Leon Sokoloff 1, Olaf Mickelsen 1, Emanuel Silverstein 1, George E. Jay JR. 1, and Richard S. Yamamoto 1

1 Laboratory of Pathology and Histochemistry and Laboratory of Nutrition and Endocrinology, National Institute of Arthritis and Metabolic Diseases; and Laboratory Aids Branch, Division of Research Services, National Institutes of Health, Bethesda, Maryland

Experimental obesity was produced in DBA/2JN, STR/N and C57L/HeN mice as well as in Osborne-Mendel rats by several dietary regimens. One of these, containing 60% vegetable fat, increased the amount of degenerative joint disease in the rats and in two strains of mice. No increase of osteoarthritis occurred as a result of a 37.4% fat content in the diet, or from obesity produced by Ingle's diet, which has a relatively low-fat content.
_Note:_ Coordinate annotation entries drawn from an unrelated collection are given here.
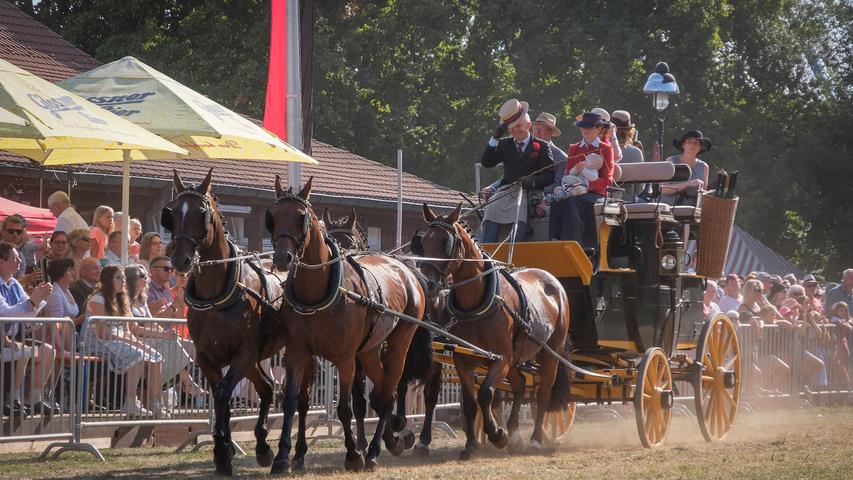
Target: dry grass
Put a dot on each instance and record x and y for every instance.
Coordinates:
(785, 444)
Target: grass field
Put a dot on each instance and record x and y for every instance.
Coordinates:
(814, 443)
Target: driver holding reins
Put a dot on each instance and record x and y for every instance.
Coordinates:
(522, 154)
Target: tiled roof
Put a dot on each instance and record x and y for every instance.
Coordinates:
(32, 46)
(37, 49)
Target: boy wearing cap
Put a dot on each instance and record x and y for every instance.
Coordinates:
(525, 160)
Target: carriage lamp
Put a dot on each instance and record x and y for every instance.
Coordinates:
(660, 85)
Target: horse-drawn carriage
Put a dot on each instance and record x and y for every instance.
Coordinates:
(637, 318)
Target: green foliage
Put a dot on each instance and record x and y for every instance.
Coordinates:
(770, 81)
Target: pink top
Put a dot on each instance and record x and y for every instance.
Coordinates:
(99, 241)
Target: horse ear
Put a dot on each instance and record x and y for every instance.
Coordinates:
(429, 215)
(353, 218)
(278, 190)
(179, 185)
(205, 184)
(326, 218)
(305, 193)
(454, 215)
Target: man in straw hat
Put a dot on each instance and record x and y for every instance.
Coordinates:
(525, 159)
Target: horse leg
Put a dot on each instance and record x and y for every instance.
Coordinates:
(485, 397)
(372, 366)
(469, 407)
(304, 401)
(432, 388)
(547, 376)
(294, 364)
(346, 373)
(264, 386)
(359, 406)
(517, 382)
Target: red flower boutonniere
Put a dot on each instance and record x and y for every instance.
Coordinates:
(535, 152)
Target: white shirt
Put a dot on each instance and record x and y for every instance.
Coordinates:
(728, 303)
(69, 220)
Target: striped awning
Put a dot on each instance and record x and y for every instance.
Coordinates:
(746, 254)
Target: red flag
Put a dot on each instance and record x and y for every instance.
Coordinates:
(275, 112)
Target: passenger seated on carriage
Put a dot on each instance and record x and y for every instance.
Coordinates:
(691, 144)
(573, 218)
(524, 158)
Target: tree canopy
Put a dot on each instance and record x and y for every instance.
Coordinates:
(769, 81)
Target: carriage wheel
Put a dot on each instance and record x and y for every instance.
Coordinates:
(653, 398)
(716, 380)
(556, 425)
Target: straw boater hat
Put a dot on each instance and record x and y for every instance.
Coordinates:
(547, 120)
(512, 112)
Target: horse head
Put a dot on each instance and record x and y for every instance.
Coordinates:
(193, 218)
(346, 230)
(291, 221)
(441, 242)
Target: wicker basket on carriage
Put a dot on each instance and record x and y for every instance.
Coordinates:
(715, 232)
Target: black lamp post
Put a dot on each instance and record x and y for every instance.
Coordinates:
(660, 85)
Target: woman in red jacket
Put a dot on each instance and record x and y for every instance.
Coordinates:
(574, 217)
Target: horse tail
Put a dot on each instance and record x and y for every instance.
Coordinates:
(561, 390)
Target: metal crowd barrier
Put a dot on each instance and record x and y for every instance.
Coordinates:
(38, 379)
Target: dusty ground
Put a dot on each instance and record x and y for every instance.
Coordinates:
(814, 443)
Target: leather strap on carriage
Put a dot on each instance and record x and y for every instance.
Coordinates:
(233, 293)
(336, 282)
(491, 300)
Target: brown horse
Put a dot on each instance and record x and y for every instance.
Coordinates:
(489, 312)
(318, 319)
(229, 319)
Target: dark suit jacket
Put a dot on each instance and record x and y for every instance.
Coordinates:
(515, 167)
(80, 291)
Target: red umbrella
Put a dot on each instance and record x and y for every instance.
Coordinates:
(40, 221)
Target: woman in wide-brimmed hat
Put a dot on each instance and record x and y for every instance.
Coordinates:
(574, 217)
(691, 144)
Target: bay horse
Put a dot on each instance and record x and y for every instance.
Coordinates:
(350, 235)
(498, 311)
(318, 319)
(230, 318)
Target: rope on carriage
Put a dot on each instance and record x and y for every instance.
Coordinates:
(382, 309)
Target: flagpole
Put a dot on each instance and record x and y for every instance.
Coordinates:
(294, 92)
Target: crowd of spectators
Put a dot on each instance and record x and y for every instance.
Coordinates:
(819, 312)
(76, 273)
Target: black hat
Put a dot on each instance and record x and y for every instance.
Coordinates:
(590, 120)
(706, 144)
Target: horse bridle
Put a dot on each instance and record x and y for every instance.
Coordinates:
(166, 217)
(269, 222)
(453, 250)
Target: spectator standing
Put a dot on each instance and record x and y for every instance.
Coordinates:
(112, 255)
(841, 293)
(102, 227)
(150, 247)
(732, 298)
(79, 243)
(14, 302)
(67, 219)
(87, 281)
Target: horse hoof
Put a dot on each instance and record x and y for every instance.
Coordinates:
(499, 439)
(264, 457)
(421, 450)
(398, 423)
(397, 447)
(355, 464)
(280, 467)
(408, 437)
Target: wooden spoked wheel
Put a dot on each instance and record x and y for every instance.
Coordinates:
(556, 425)
(653, 398)
(717, 378)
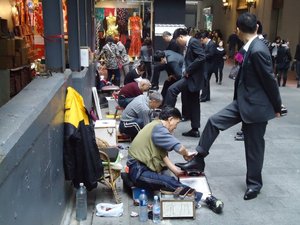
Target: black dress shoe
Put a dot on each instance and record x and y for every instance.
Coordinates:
(184, 119)
(196, 164)
(250, 194)
(191, 133)
(214, 204)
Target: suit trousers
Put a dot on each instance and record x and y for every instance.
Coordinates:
(194, 97)
(156, 73)
(205, 95)
(253, 140)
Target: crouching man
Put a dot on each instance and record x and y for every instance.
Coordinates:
(148, 159)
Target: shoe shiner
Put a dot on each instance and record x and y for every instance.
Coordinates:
(256, 101)
(148, 158)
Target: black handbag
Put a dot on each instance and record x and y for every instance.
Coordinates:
(234, 71)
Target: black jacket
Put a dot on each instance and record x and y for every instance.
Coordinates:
(82, 163)
(194, 62)
(256, 90)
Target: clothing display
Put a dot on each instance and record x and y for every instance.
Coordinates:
(135, 32)
(112, 28)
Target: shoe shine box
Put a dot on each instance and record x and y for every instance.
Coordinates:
(112, 104)
(106, 130)
(177, 207)
(198, 182)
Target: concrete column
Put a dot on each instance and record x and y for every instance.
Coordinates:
(54, 35)
(74, 35)
(176, 15)
(91, 23)
(83, 23)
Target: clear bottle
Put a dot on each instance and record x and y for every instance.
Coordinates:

The mechanism by which the high-fat diet increased the joint disease is unknown, because neither obesity nor a high-fat diet alone had a deleterious effect on the articulations of the mice. Obese hybrid mice derived from a spontaneously obese and arthritis-prone strain (STR/1N) were resistant to articular degeneration. Dietary restriction of weight gain in the STR/1N mice failed to decrease the osteoarthritis in them.